ALGO PERSONAL

De vez en cuando, viene bien escribir “algo personal”.

Me fijé en la fecha de la nota anterior y decía 10 de enero. Tres meses exactos pasaron, entonces, desde aquella vez que escribí ese texto que llevaba este mismo título: Algo personal. 

En ese momento estabas internado. Así habías pasado Navidad y Año Nuevo, y así estarías por unas cuantas semanas más. Los pronósticos eran alentadores, pero debías seguir esperando. Ya querías irte de la clínica, pero los médicos aconsejaban que salir tan pronto podía ser perjudicial. Eso era lo que nos explicaban a través del teléfono y de los mensajes de whatsapp, tu amigo Marcos y tu hijo Matías, dos pingazos a la hora de mantenernos al tanto de las novedades. Alguna vez también hablamos con vos. Costaba bastante comunicarse, por el horario acotado en el que se permitían los llamados, y porque había una única línea habilitada.

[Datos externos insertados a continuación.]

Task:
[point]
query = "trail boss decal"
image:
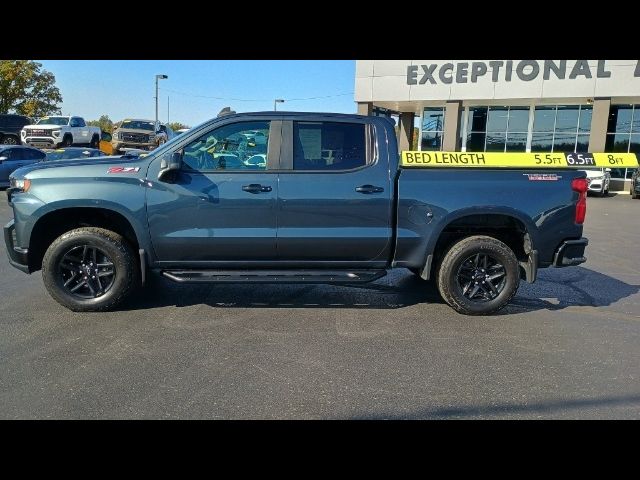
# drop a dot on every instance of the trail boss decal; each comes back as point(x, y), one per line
point(517, 160)
point(123, 170)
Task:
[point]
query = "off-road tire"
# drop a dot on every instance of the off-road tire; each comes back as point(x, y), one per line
point(447, 274)
point(114, 245)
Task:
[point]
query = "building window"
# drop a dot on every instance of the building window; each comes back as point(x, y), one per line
point(623, 134)
point(432, 129)
point(561, 128)
point(497, 129)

Y claro, daba ocupado… Pero todos los que logramos saludarte, te escuchamos bien, contento y con ganas de dejar atrás la internación.

Hasta que llegó el momento. En nuestro grupo, creo que nadie supo cuál fue el día exacto en el que volviste. Fue una linda sorpresa buscar novedades y  enterarnos de que que ya te habían dado el alta. Recuerdo que en la primera o la segunda semana todavía no usabas el celular. Matías y Marcos nos informaban: está en casa aunque no debe abandonar el tratamiento ambulatorio, e ir diariamente al Hospital Italiano.

Fue por principios de marzo, cuando nos diste el gran alegrón. Como si nunca te hubieras ido, repentinamente te animaste a opinar en el whatsapp de alguno de esos temas superfluos, intrascendentes, que solemos tocar. Generaste un cimbronazo con tu intervención. La reacción de los «pibes» fue instantánea. Los saludos llegaron a enseguida. Y ahí metiste segunda: «Ya estoy para el asado en Carapa o donde les plazca».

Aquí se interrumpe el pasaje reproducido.